One year ago, the decapitated body of Syrian Orthodox priest Boulos Iskander was found in a northern suburb of Mosul after his family had paid a $40,000 ransom for his release.

A Mosul priest told Compass this week that Fr. Affas’ Mosul parish had received written threats from Muslim extremists prior to the kidnapping.

An Islamist group called Jihad and Tawhid had left threat letters at Fr. Affas’ St. Thomas church about two months ago, warning the congregation to leave.

Christians Targeted

“I think they just want to kill them because the church can’t pay that kind of money,” said one Iraqi journalist monitoring the plight of Christians in his country. “If they wanted money, they would bring the price down to $100,000 or $200,000.”

Ordained in 1962, Fr. Affas spent 30 years as editor-in-chief of Arabic-language Christian magazine Christian Thoughts. A native of Mosul, the elderly priest now heads up Mosul’s Biblical Center for lay people.

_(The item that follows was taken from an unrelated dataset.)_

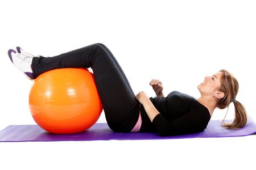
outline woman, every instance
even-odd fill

Fr. Ishoa had been ordained only 43 days when he was kidnapped last week. The Qaraqosh native graduated from St. Peter’s Seminary in Ankawa this past summer with a degree in Theological Studies.

He was known for his gentle spirit and poetry, according to the seminary’s dean.

Amid violence that has affected all of Iraq’s people groups, Christians and other religious minorities have been specifically targeted.

“This is not just a problem of two priests, it’s a problem for all the Christians [in Iraq]” Father Nageeb Mikhail said in a telephone interview from Mosul. “So ask Christians to pray for all the Iraqi Christians and also the minorities like Yezidis and others.”

Fr. Mikhail, a Dominican and a member of Nineveh’s council of bishops, said that at least 60 percent of Mosul’s Christians had left the city.

“They are afraid, and we are unable to celebrate mass in many of the churches,” the priest said.

The United Nations High Commissioner for Refugees has estimated that at least 2 million Iraqis have fled the country since 2003 and another 2 million are internally displaced.

Christians made up 3 percent of Iraq’s population before the toppling of Saddam Hussein in 2003, but hundreds of thousands are estimated to have since fled their homes amid the anarchic violence throughout much of the country.

Syrian Catholics belong to an eastern rite church in communion with Rome.